07 October 2008

"Gimme the f***ing money"

Bang bang he's dead

Oh I do like this. Dirty Harry lives.

  • Punk points gun. Taken out by police sniper.
  • Accomplice picks up gun. Another shot drops him.
  • Third shot rings out. Clinches it.

    Cluck cluck: In the late '70s I lived in Tours and spent vacations with a healthy country girl in her rural family home in Châteauroux.

    The grandpa was famous for having been plagued by robberies by local youths, sat up one night with his crossbow and caused the death of the ringleader.

    He missed the boy who bolted the bolt causing it to travel into the next property and into a neighbour's coop and the proud breast of a prize bantam cock. Muchas litigation.

    The agile thief vaulted a hedge, impaling himself on the prongs of some heavy-duty thresher.

    Edwige was not given to exaggeration which lent a certain dry drama to her account of how gramps and the cock's owner argued the toss in the moonlight as the thug choked loudly to death, two prongs piercing his lungs to protrude from his back.

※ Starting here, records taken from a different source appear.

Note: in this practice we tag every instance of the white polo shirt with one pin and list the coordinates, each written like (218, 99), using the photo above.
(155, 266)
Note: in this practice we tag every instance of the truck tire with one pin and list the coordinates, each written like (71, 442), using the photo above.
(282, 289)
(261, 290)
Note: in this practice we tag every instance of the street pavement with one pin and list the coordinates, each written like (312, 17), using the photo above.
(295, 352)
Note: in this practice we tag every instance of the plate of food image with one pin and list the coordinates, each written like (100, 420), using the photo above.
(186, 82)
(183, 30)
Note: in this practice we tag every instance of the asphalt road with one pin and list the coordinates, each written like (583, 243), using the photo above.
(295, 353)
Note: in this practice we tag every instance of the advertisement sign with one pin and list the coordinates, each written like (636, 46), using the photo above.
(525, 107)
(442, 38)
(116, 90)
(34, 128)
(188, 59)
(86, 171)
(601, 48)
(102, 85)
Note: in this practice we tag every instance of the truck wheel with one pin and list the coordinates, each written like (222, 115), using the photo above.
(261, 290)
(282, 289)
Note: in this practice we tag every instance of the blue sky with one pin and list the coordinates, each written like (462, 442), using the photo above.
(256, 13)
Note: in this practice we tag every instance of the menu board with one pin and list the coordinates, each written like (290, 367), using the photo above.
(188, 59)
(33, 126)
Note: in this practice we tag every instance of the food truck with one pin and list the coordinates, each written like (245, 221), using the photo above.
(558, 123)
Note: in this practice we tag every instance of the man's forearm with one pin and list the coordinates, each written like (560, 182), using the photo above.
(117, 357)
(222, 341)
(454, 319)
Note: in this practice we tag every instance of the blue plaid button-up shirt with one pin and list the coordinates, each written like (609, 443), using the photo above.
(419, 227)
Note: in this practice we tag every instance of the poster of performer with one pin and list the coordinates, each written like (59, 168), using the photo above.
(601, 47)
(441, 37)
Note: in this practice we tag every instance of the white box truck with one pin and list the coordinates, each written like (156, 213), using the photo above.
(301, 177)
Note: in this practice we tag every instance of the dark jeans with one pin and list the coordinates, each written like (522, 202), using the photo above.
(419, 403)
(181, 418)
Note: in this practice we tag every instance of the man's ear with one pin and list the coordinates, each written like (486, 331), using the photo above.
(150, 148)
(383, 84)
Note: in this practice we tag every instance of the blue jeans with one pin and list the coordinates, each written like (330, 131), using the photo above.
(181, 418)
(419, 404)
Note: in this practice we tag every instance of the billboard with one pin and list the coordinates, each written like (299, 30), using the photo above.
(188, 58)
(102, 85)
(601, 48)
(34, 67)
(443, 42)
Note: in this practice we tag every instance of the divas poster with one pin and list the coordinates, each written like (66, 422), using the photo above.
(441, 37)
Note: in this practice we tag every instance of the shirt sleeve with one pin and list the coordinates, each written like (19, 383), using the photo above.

    I must have looked shocked because the old man interrupted her with a toothless chuckle to add that at one point he'd had to ask the chicken owner to speak up because he was a little deaf and couldn't hear over the mec's gurgling and kicking and general clamour.


    Sibadd said...

    So you didn't enjoy 'Les Misérables'?

    Busker said...

    By the handcuffs of St Gerasimos, this lad is fast. I didn't, actually: I'd read Hugo at Poitiers Uni and didn't get it/him. Then over a pre-show drink in the Coach and Horses been told she was going back to her husband which rather cast a gloom over the occasion.